We know it doesn't work: Why do we still use how to lift training for the prevention of musculoskeletal disorders?
journal contribution
posted on 2024-11-17, 16:09authored byJodi Oakman, Katrina A Lambert, Susan Rogerson, Alison Bell
Musculoskeletal disorders (MSDs) have a complex aetiology. How to lift training (HTLT) does not address this complexity, is an ineffective prevention strategy but remains widely utilised. This study explores the extent to which HTLT is utilised and the beliefs of employers and work health and safety (WHS) providers to this approach as an MSD prevention strategy. Method: An online questionnaire was distributed to employers and WHS providers to collect quantitative and qualitative information on the extent to which HTLT was being used and the beliefs about its use in MSD prevention. Results: A total of 1507 responses were analysed (1271 employers, 236 WHS providers). Over 70% of participants had used HTLT in an MSD prevention program in the past 2 years.
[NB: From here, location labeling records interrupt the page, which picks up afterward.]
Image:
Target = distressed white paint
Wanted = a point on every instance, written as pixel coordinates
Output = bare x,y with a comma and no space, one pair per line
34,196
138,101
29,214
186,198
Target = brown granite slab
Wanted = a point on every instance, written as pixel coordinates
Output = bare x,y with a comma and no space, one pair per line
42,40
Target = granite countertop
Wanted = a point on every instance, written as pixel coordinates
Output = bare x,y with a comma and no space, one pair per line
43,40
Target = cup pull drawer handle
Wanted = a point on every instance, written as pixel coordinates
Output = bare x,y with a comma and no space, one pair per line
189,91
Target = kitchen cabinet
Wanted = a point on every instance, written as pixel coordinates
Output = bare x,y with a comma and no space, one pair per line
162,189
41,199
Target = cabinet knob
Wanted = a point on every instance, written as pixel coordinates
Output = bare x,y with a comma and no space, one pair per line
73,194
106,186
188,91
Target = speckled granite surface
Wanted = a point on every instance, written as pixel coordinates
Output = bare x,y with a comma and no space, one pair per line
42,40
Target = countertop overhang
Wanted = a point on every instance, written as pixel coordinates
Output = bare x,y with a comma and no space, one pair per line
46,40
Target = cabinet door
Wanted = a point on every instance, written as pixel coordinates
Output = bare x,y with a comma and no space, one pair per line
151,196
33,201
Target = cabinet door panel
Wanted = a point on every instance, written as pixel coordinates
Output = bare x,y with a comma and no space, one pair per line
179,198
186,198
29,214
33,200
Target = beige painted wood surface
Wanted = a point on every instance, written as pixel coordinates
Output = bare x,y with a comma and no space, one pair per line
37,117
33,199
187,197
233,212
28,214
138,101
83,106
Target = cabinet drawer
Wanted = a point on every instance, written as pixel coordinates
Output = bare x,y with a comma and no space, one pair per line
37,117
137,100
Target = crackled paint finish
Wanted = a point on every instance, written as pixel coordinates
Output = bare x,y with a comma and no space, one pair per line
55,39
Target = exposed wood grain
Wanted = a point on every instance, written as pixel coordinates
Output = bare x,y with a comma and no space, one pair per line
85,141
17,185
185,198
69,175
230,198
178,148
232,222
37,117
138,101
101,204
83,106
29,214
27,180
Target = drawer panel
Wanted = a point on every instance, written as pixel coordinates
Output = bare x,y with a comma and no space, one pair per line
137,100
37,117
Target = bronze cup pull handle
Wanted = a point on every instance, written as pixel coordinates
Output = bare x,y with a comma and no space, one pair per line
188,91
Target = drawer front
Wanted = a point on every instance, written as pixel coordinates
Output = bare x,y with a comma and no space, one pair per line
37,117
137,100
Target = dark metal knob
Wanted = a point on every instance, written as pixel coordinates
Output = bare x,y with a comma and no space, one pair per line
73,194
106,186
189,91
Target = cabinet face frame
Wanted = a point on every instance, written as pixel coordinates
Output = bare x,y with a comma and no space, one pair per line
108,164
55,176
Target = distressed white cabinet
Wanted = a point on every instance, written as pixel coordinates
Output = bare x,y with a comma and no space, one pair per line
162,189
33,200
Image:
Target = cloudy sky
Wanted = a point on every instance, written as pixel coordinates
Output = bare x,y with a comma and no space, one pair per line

For employers the belief that HTLT is necessary under WHS legislation (OR 1.755, CI 1.135,2.712) was associated with the use of HTLT. For providers, the belief that HTLT is necessary for MSD prevention programs (OR 1.57 CI 1.10, 2.25) or if the service was requested (OR 3.88 CI 1.78,8.45) were associated with HTLT delivery. Conclusions: HTLT remains highly prevalent in MSD prevention despite strong evidence that lifting training is ineffective and does not address WHS legislative requirements. Strategies to reduce HTLT use industry and utilise more effective MSD risk management controls will need to bridge the research evidence to practice gap and use implementation science principles to improve the uptake of evidence-based interventions which take a comprehensive systems-based approach to MSD prevention.